The plaintiffs seek to have the entire amount they paid to Ellis declared nondischargeable. They argue
that Ellis never intended to complete the contract, and thus entered into it with the intent to defraud them.
They further argue that his failure to use all of the funds they paid to him on the project constituted
defalcation in a fiduciary capacity. They therefore seek a nondischargeable judgment pursuant to sections
523(a)(2) and (6) of the Bankruptcy Code
The mere breach of a contract, no matter how egregious, does not render a debt nondischargeable.

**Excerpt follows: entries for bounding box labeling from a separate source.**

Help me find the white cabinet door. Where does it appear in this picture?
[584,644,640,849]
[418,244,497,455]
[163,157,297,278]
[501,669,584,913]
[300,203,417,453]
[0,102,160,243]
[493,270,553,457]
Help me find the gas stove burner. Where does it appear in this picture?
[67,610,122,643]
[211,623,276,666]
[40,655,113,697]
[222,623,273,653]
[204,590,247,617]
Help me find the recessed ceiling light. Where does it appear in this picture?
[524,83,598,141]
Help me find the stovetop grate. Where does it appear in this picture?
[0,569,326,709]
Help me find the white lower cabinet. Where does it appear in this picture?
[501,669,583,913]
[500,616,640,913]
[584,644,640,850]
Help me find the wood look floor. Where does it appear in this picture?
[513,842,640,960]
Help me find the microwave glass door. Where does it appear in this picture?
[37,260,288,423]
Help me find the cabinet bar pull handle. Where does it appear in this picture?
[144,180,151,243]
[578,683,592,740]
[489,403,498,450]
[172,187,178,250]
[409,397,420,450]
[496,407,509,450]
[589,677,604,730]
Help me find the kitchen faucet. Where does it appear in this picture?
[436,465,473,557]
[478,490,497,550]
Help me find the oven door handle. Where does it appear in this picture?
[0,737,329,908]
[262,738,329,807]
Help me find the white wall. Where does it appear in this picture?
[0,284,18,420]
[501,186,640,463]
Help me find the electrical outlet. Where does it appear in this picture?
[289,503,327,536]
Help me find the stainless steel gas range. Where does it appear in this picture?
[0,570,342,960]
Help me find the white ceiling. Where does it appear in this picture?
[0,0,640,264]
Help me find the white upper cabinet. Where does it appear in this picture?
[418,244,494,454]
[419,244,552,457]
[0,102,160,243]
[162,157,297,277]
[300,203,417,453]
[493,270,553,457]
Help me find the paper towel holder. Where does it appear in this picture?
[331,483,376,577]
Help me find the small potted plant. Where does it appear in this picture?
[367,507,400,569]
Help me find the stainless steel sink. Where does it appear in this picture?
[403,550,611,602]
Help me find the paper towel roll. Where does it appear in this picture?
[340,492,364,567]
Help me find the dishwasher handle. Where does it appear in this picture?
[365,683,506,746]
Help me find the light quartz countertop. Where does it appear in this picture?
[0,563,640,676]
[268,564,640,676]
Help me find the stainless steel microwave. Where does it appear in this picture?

Matter of Schwaninger (Bkrtcy. W.D. Mo.1986) 57 B.R. 553, 556. Moreover mere promises, though
false and intended to deceive, do not afford the basis for actionable fraud under section 523(a). 3
Collier
on Bankruptcy (15th ed.), p. 523-51. Regardless of whether as a matter of law plaintiffs can prevail on
the theory that they were fraudulently induced to enter into the contract, the evidence clearly
demonstrated that at the time Ellis agreed to do the job he fully intended to complete it. There is therefore
no basis for plaintiffs' claim in law or in fact.
The Court finds no merit in the plaintiffs' argument that Ellis is liable for defalcation in a fiduciary
capacity because he did not use all of the money paid to him to complete the contract. There is no such
requirement in the contract. Even if California's contractors license law is applicable, breach of this law
does not give rise to a cause of action under section 523(a)(4).
In re Pedrazzini (9th Cir.1981) 644 F.2d
756, 759.
While the Court cannot find that all of Ellis' debt to the plaintiffs is nondischargeable, it must find that
a portion is. The undisputed testimony was that Ellis falsely told the plaintiffs that all of the $15,000.00
he received upon signing the contract had been used for materials, when in fact less than a third of that
was
ever used for materials. Plaintiffs, relying on the false belief that the materials had all been paid for,
gave Ellis an additional $7,500.00 in the mistaken belief that all that was needed to complete the work was
Ellis' labor. Ellis thus obtained the $7,500.00 by misrepresentation, rendering this amount
nondischargeable.
For the above reasons, plaintiffs shall have judgment against Harold Ellis in the sum of $7,500.00,
together with interest thereon at the legal rate from and after August 14, 1985. Plaintiffs shall also recover
their costs of suit.
Counsel for plaintiffs shall submit an appropriate form of judgment. This memorandum constitutes
findings and conclusions pursuant to FRCP 52(a) and Bankruptcy Rule 7052.